Godric had plainly been told to keep
his mouth shut. He did so now, smugly, enjoying a secret. His wife,
less subtle, and indebted to Cai and Danan for the safe delivery of
her three children, gave him a shove, which knocked him straight
down off his bucket. “Aye, Brother! That new one that looks like a
crow. He has been here—not preaching, but telling us strange
tales.”
Yes. Once more Cai felt a bitter twist
of admiration for the real abbot of Fara. Whether some among these
villagers were nominally Christian or not, they were all of them
too hard-nosed and busy to make time for a sermon. Offer them a
story, though, and there they would be, gathering round the fire,
their Saxon blood hungry for narrative. Not one of them could read
or write, but their recall of a song or a story-telling poem was
instant, perfect and largely uncritical. You had to be careful what
you told them—unless it suited you not to be.
There would always be somebody to
listen, if you chose the right sort of tale. And there would always
be somebody like Godric to let you in. “All right,” Cai said. “Do
you remember Abbot Theo?”
Godric’s wife beamed. “Of
course. A good man. He could always make the butter come, no offence to you,
Brother Cai.”
“None taken. Do you
remember some of the things he said—about thinking for yourselves?
Deciding for yourselves what’s right, no matter what others may
say?”
“Oh, yes,” Godric grunted. “A
good man, but a fool. He even used to tell us we should disagree
with him,
if we wished. Aelfric says we should obey.”
“And is that
better?”
“I don’t know, but it makes
more sense. How are we to know what to do otherwise?”
Cai resisted the urge to run his
hands into his hair. He had only just been beginning to work out
his own notions of right and wrong when he had lost his teacher. He
didn’t mind acting abbot when it came to work schedules, but he
wasn’t in any way ready for preaching or the cure of men’s souls.
“I’ve told you. Just try to think for yourselves. Just…” The barn
faded out from around him. He was back on an island beach, locked
in conflict with a Viking who had just decided not to kill. Fen was
wild-eyed, glaring at him. You, with your blasted Christian ways, your damned
compassion! I feel your pain more than my own. I feel another man’s
pain before I inflict it! “Just try to imagine whatever you’re about to do
to someone else is happening to you. If you don’t bloody like it,
then stop.”
He paused for breath. Nobody
seemed impressed. Perhaps he should have said it in Latin. Only
half-convinced himself, he gave it up in favour of practicalities.
“Friswide, your hens need more oyster shell in their feed, I should
think. And—no offence to you, Barda—your fire could use a good clean. Sea coal does
burn green, and gives precious little heat on a blocked hearth.” He
turned on Godric. “And you—if an order’s what you want, I’ll give
you one.
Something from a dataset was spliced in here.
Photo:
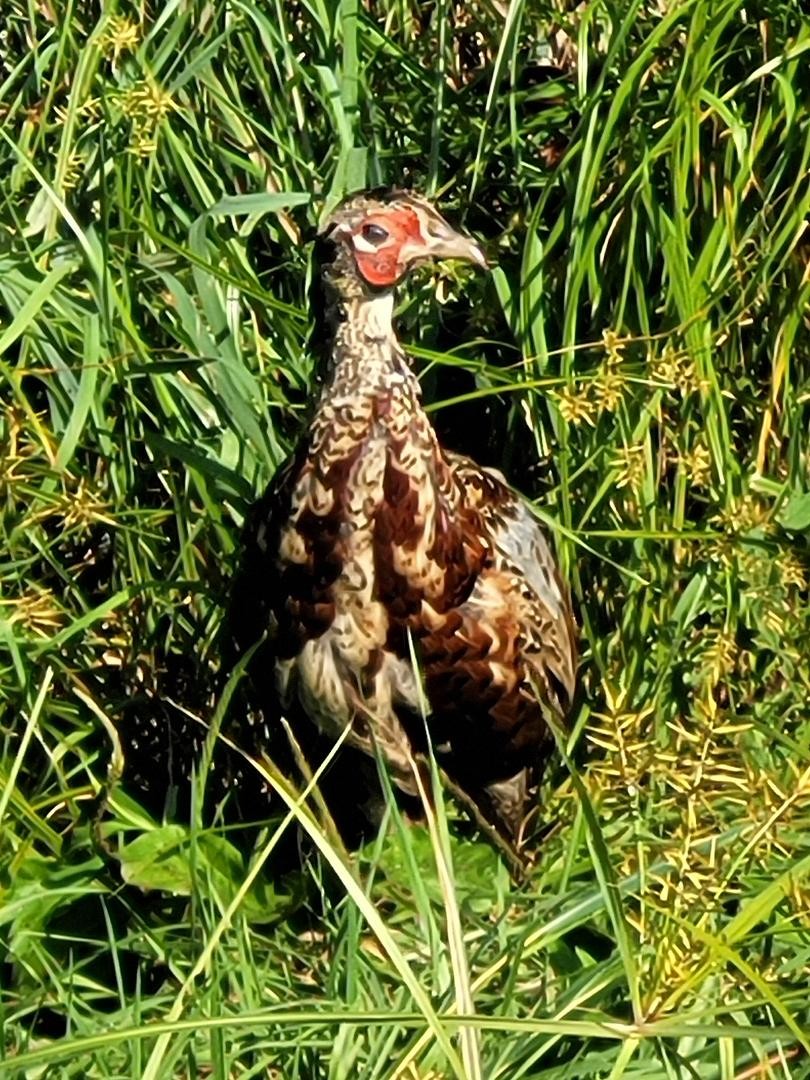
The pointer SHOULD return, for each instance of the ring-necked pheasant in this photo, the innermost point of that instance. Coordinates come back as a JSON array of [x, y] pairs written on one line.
[[375, 545]]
Finish your work here, then bring anyone who can be spared
up to the barns and help us save our crop.”
Cai pulled Fen into his arms. He
tightened his embrace, and Fen let go a shuddering moan and
subsided against his chest. His hair was damp with sweat—Cai ran
his fingers through it, marvelling at the virile strength of every
strand. He was letting it grow, avoiding Brother Cedric with his
shears. Soon it would be a Viking mane again. “Are you all
right?”
“Gods, yes.” Fen coughed
and caught his breath, which was coming as fast as Cai’s. He
stroked Cai’s belly, caressing the dark fleece at the base of his
cock. “I must send you away more often.”
Cai chuckled. He’d had a lonely week
of it, out among the hills. And for all the gnawing fear in his
mind, all the way down from the top of Dragon’s Tail Ridge to the
lights of Fara, to the very door of his weary pony’s stable, one
need had been consuming him. And there, desire made flesh, a wish
granted, had been Fen, leaning in the doorway, pale skin glowing in
the lantern’s flame. They had waited until the pony was rubbed down
and fed, but no longer than that. Cai frowned, suddenly doubtful.
“Did I hurt you?”
“A little. But we can
manage on passion and spit, and I sucked you magnificently before
you began, did I not?” Fen gave the curling black hair a tug when
Cai groaned. “What—do I offend you, mealy-mouthed monk?”